Come riferito dal New York Times, l’amministrazione Trump ha sgomberato nuovamente la base militare di Guantanamo, riportando negli Stati Uniti circa 40 migranti che erano stati trasferiti lì.
Al momento, il governo non ha rilasciato informazioni circa le motivazioni del repentino spostamento. Non è la prima volta che l’amministrazione Trump si ritrova costretta a sgomberare la base in questione. Solo poche settimane fa, il governo aveva rimpatriato circa 177 venezuelani che erano stati deportati presso la struttura, nota per essere stata utilizzata per la detenzione dei terroristi.
Stavolta, invece, stando a quanto affermato da alcuni funzionari che per ovvie ragioni hanno preferito mantenere l’anonimato, i migranti sono stati portati presso l’aeroporto di Alexandria, in Louisiana, un hub che è stato coinvolto in più occasioni dalle operazioni dell’ICE.

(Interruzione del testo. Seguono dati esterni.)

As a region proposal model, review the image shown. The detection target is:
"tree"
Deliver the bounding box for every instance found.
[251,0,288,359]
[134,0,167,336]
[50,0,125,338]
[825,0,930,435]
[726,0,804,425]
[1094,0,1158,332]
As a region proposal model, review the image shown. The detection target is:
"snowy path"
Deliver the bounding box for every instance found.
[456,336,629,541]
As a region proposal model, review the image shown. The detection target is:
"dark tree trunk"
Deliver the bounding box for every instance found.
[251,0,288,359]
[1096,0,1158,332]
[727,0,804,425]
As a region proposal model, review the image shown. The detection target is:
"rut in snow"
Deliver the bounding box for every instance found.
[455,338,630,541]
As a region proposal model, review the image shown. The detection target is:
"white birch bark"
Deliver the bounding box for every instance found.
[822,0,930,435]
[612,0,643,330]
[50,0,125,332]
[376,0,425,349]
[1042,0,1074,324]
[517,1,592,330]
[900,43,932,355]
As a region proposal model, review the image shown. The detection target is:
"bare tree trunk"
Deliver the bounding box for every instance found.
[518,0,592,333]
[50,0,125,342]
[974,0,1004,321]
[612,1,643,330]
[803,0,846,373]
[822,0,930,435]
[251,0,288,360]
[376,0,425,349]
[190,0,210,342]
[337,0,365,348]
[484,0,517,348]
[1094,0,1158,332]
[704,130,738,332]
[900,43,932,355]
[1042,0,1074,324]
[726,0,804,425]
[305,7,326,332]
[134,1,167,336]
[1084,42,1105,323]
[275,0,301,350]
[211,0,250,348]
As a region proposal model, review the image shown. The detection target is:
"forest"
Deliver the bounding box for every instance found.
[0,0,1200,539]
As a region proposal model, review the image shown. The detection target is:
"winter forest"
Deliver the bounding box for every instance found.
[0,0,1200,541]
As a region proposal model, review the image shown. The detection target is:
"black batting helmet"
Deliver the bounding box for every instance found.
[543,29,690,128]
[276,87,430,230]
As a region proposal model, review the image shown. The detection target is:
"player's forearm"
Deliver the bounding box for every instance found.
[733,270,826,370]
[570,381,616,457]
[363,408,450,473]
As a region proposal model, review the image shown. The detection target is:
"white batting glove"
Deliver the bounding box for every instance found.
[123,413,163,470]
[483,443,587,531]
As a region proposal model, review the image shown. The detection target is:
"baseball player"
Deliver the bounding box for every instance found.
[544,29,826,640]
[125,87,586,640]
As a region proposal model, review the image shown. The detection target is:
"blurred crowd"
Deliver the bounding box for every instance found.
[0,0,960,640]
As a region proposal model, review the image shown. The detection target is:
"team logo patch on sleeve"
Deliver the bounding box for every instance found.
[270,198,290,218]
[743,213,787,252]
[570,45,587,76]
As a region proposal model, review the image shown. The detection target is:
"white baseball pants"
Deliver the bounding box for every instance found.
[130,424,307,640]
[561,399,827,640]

Fin dal suo ritorno alla Casa Bianca, il presidente Trump aveva ordinato ai dipartimenti della Difesa e della Sicurezza interna di prepararsi a inviare i migranti a Guantanamo, come parte della realizzazione del suo piano riguardante le deportazioni di massa. Fino ad ora, dalla base statunitense sono passati non meno di 290 immigrati, provenienti da 27 Paesi.
Il governo ha presentato la prigione come una buona struttura di detenzione per gli individui pericolosi, come i venezuelani ritenuti parte del Tren de Aragua, una gang che l’amministrazione ha designato come organizzazione terroristica straniera.
Tuttavia, non sono state presentate prove che affermino che i venezuelani deportati a Guantanamo fossero membri della banda. Al contrario, la maggior parte di coloro di cui si conosce l’identità non ha precedenti penali negli Stati Uniti.
In queste settimane, presso la base americana non sono mancati episodi di tensione. In alcuni casi, infatti, i militari americani hanno dovuto legare gli immigrati per non permettere loro di autoinfliggersi ferite pericolose o addirittura mortali.
Ad oggi, l’”operazione Guantanamo” è già costata agli Stati Uniti ben 16 milioni di dollari. Nel frattempo, i gruppi per le libertà civili e i diritti degli immigrati hanno intentato due cause per contestare la politica promossa da Trump.
In una, si chiede un ordine del tribunale che consenta ai detenuti di poter consultare i rispettivi avvocati. L’altra, invece, contesta la legalità dei trasferimenti fortemente voluti dal governo.
Entrambi i casi sono stati assegnati al giudice Carl J. Nichols, nominato da Trump, che nei prossimi giorni esaminerà queste operazioni.
Il Dipartimento di Giustizia, da canto suo, ha difeso la validità del piano portato avanti dall’amministrazione, appellandosi all’Immigration and Naturalization Act. La legge in questione, afferma che il governo può trattenere le persone in una struttura federale.